Everybody agrees that it’s important to instill a corporate culture of compliance for cyber security, privacy and social media with your employees. But what are the best practices around doing that, especially with a large company?
At a recent event, Donna A. Balaguer, Principal, Fish & Richardson, Roota Almeida, Head of Information Security, Delta Dental of NJ, E.J. Borrack, General Counsel, The Stilwell Group and Korin Neff, Senior Vice President and Chief Compliance Officer, Wyndham Worldwide explored the challenges and best practices of training employees to follow cyber and social media policies. This is an edited version of that conversation. As a note, you’ll find that many of these key concepts apply to any type of corporate training.
Donna Balaguer: From a practical perspective, how do you instill a corporate culture of compliance?
Korin Neff: People always talk about getting senior management involved or the “tone at the top”. What is often forgotten is the “tone at the middle”. While it’s important that your CEO, CFO, your board of directors, and general counsel to show strong buy-in to the program, it’s also important to get your next level of senior leaders involved, buying into the message, and spreading it forward.
We’ve developed a network of compliance champions to lead the “tone at the middle” throughout the company.

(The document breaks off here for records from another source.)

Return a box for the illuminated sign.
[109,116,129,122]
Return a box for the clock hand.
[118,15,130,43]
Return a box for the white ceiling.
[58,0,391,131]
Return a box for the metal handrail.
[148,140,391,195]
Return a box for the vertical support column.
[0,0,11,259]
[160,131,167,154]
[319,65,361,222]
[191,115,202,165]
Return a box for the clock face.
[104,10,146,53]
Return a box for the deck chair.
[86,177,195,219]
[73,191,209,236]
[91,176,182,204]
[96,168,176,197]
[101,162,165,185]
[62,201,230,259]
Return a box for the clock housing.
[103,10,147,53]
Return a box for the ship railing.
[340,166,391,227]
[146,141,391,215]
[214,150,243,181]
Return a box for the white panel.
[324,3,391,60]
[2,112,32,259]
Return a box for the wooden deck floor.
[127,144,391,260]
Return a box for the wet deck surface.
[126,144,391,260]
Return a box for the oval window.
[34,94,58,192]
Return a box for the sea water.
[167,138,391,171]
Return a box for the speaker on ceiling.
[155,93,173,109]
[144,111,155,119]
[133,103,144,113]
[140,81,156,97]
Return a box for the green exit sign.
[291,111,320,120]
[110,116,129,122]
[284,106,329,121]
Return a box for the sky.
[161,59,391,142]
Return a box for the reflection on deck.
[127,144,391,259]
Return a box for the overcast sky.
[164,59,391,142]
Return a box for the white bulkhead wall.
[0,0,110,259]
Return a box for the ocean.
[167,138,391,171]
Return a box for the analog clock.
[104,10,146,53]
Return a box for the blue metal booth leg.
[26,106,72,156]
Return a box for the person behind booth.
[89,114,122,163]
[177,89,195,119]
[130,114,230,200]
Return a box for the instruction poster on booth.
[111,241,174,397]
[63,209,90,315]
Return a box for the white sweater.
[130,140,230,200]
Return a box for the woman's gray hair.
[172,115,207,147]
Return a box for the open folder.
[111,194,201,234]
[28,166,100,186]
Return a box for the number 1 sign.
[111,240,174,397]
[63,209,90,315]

We gather them together annually to talk about cyber security, privacy and other compliance issues. We discover what’s really important to them and how to resonate that message throughout their areas of the business. We’ve learned that while it’s important for people to understand the “dos and don’ts” in terms of cyber security and privacy in the workplace, the way to get employees really engaged is by explaining how they can incorporate those practices into their daily lives. We’ve started a campaign of common sense practices for personal assets (such as cybersecurity for children or what to do if you are breached personally) so that these things just become habit. People start to understand if something is important to you in your personal life, it also important in your professional life.
Donna Balaguer: How do you spread the message to staff that cyber security is an important core value in the company?
Roota Almeida: It’s helpful to use different kinds of channels to spread the word. You could use email, or put it on the company website, or print posters, conduct contests, offer “lunch and learns” or create videos.
As with anything, out of sight is out of mind. We need to constantly to build awareness around daily work activities on email and websites. Training is more effective when you make it personal , as Korn said. Such as “How can you help your kids be safe while they are on line?”, “How can you help your parents be safe while they’re online?” “If you have an account that is breached, or if somebody has hacked into your email account, what should you do?” Treat your client data the way you treat your own personal data is one of our key messages. If you don’t want your social security number on sale on the dark web, you wouldn’t want that for your clients either. Instead, take every measure to protect that data while you access it or send it.
Donna Balaguer: Are there different training modules for different types of employees?
Roota Almeida: Training is not one size fits all. To make training more effective, it needs to be personalized so that the audience can absorb it more effectively. In our firm, we have one training program that is purely security awareness for those in the organization with access to information. There is also specific training for different sets of groups that handle different kinds of information. For example, HR handles Personally identifiable information (PII), Claims handles Personal Health Information (PHI), Sales and Marketing have their own set of information and Finance have their own financial information. The training is customized by how data is handled, the type of data that is handled, and the regulations associated with it. We educate our users on how to protect the data from an information security perspective, as well as from a compliance perspective of data handling procedures, data retention and retrieval procedures.
Korin Neff: It’s also important to offer training in different modalities. People have vastly different learning styles, regardless of the size of your organization. Tap the people who are really good at teaching people things in your organization. Learn from them how to best communicate your messaging. Regardless of the training you provide, be sure to write down your operational processes and content of your training. This will be beneficial if you are ever faced with regulatory scrutiny or private litigation. You will be able to demonstrate your specific training activities and say “It was one bad apple in the bunch. The whole barrel wasn’t rotten”.